US Troops Plotted to Kill Obama
(August 28, 2012) -- Four US soldiers plotted to assassinate Barack Obama and overthrow the government, a court has heard. Prosecutors in Georgia said they formed an anarchist militia within the military.
One, private Michael Burnett, has pleaded guilty to manslaughter and gang charges in the killings last December of former soldier Michael Roark and his girlfriend, 17-year-old Tiffany York. Burnett said that Roark, who had just left the army, knew of the militia.
Prosecutor Isabel Pauley said the group bought 87,000 dollars (£55,000) of guns and bomb-making materials and plotted to take over Fort Stewart, bomb targets in Savannah and Washington State, as well as assassinate the president.
'Anarchists' Accused of Murder; Broader Plot Against Government
CNN Wire Staff
FORT STEWART, home to the U.S. Army's 3rd Infantry Division (August 28, 2012) -- This much is clear: Four U.S. Army soldiers based in Georgia are accused of killing two people. Beyond that, a Georgia prosecutor and federal authorities are offering differing responses to a possible plot by the group to overthrow the government and assassinate President Barack Obama.
"As far as the evidence has shown, the motive for the murders was the overthrow of the government," District Attorney Tom Durden said. "This wasn't barroom talk," Durden said, describing the men as part of an anarchist militia. "They amassed a good bit of weapons and explosive materials."

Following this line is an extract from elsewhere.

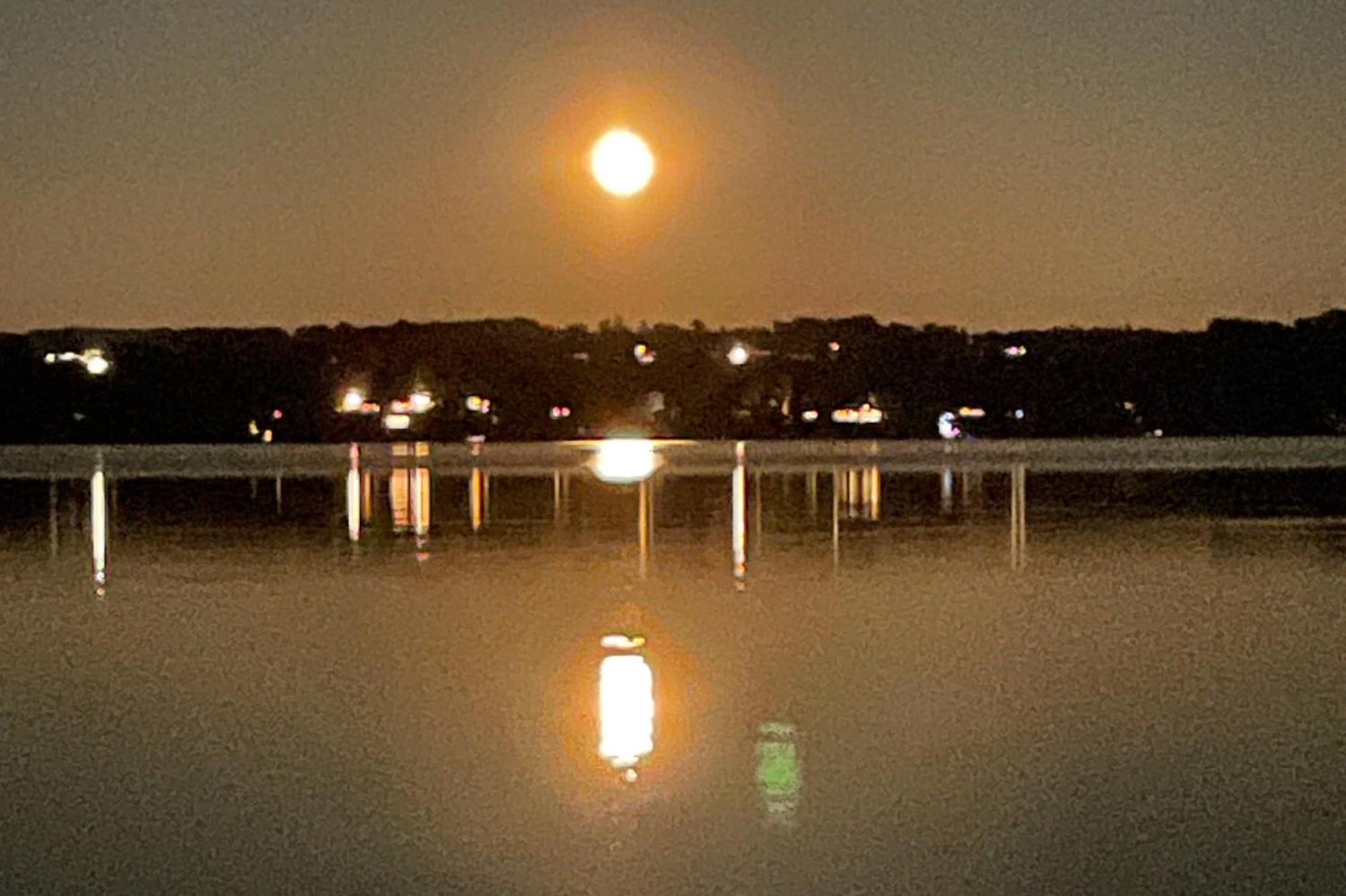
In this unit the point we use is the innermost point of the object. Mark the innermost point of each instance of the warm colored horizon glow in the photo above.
(982, 165)
(623, 163)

A law enforcement official said the men had legally purchased at least 18 rifles and handguns in Washington and Georgia. The official said uncompleted pipe bombs were also found, and were comprised of store-bought materials. No sophisticated military grade-explosives were involved in their construction.
However, several agencies called into the investigation because of the accumulation of weapons -- including the FBI and the Bureau of Alcohol, Tobacco, Firearms and Explosives -- made scant mention of any alleged assassination plot or government overthrow attempt. One official described it as a murder case and said no federal charges had been filed.
On Monday, Pfc. Michael Burnett laid out the elaborate plot, telling a southeast Georgia court that he was part of what prosecutors called "an anarchist group and militia."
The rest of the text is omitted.